Note: From working with a dozen AI vendors in the HR space, I can say that each has been dedicated to using AI to reduce bias in hiring.
Intellectual property protection
“I’ll ask AI to sort through all our marketing assets to create the new presentation.”
If you have followed AI news at all, you may have heard that major media outlets like The New York Times are suing AI providers.[1] The issue is that copyrighted information, such as old news articles, was used to train the AI. To simplify a bit, that means AI outputs may be based on or include copyrighted or protected information.
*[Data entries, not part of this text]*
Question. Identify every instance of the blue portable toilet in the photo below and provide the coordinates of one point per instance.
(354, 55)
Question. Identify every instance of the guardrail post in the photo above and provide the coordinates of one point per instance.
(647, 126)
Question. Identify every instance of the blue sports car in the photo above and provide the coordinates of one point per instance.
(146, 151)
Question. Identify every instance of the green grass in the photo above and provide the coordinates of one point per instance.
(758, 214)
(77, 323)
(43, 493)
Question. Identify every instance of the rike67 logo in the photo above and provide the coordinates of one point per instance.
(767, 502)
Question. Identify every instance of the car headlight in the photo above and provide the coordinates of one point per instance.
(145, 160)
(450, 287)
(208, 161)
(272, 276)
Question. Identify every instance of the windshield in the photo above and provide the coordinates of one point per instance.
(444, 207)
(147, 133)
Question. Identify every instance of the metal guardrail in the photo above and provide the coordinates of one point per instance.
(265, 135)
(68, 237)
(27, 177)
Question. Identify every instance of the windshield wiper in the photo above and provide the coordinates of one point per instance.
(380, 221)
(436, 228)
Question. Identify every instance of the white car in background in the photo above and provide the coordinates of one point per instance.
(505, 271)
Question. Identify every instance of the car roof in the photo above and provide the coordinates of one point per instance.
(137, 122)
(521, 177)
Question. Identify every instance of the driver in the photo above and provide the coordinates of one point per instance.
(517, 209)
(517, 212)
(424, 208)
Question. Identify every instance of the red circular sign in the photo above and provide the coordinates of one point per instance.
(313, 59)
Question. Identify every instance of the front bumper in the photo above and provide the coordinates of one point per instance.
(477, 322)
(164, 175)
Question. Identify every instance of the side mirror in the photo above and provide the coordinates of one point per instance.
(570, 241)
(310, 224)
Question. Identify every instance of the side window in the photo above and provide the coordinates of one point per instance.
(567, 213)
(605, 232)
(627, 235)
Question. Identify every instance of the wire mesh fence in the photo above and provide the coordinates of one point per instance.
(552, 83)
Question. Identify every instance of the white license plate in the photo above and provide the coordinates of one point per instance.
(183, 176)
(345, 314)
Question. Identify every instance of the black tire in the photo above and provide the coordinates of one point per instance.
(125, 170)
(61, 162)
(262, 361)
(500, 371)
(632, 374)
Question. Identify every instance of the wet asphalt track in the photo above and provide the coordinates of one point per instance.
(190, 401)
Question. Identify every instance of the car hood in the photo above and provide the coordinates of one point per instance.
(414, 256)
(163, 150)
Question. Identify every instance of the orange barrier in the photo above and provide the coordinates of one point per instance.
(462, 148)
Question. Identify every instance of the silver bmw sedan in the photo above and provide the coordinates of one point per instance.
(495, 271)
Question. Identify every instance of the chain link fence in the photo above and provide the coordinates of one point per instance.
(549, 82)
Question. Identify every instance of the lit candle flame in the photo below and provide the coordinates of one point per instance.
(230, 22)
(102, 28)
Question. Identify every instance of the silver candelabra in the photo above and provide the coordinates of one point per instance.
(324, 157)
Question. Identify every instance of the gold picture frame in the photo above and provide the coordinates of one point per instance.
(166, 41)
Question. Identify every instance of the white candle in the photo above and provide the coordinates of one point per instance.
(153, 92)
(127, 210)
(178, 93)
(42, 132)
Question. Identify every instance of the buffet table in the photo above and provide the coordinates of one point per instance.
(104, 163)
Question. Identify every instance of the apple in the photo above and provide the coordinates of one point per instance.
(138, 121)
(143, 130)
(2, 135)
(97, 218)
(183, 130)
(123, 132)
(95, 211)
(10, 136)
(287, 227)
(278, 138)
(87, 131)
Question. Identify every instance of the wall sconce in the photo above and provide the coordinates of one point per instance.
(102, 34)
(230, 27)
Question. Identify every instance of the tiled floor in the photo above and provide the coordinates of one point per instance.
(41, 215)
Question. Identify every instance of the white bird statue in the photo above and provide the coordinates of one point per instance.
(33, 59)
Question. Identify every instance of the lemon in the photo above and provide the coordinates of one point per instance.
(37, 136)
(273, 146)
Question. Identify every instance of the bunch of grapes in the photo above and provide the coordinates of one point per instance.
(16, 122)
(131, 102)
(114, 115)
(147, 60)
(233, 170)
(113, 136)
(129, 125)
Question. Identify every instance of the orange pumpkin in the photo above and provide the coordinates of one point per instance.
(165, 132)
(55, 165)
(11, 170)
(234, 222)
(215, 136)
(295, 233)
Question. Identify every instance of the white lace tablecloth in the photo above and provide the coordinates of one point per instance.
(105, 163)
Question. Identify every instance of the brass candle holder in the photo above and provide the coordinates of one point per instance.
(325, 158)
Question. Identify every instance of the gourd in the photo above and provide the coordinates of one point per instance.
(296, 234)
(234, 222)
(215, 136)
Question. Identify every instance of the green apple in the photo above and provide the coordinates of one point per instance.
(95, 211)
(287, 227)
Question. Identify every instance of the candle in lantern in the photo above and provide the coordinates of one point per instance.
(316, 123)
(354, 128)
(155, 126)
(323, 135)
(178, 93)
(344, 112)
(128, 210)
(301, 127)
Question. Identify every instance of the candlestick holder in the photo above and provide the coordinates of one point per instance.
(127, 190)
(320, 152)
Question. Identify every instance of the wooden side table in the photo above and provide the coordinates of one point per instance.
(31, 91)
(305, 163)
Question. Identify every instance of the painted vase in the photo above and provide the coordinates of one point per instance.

When your employee voluntarily uploads protected intellectual property or trade secrets, it’s critical to know whether that system can or does retain that information and use it for future training.
Data privacy
“I’m behind on uploading these medical notes. I’ll ask AI to summarize them for me.”
Especially in highly regulated industries like health, finance, and insurance, uploading private or personally identifiable information to an outside system that may or may not have the same privacy controls as your internal systems pose a major risk.
Output accuracy
“I had AI research these new laws for me. I’ll put them right in the briefing.”
Just behind bias, the possibility that AI outputs are sometimes simply incorrect is the second-best-known roadblock with AI. Commonly called hallucinations, these incorrect outputs occur for a wide variety of reasons. Of course, AI systems will likely get more accurate with time, but given the high stakes in industries like law, relying on any AI output without checking can be risky. A New York lawyer was recently sanctioned after submitting a brief with made-up cases generated by AI.[2]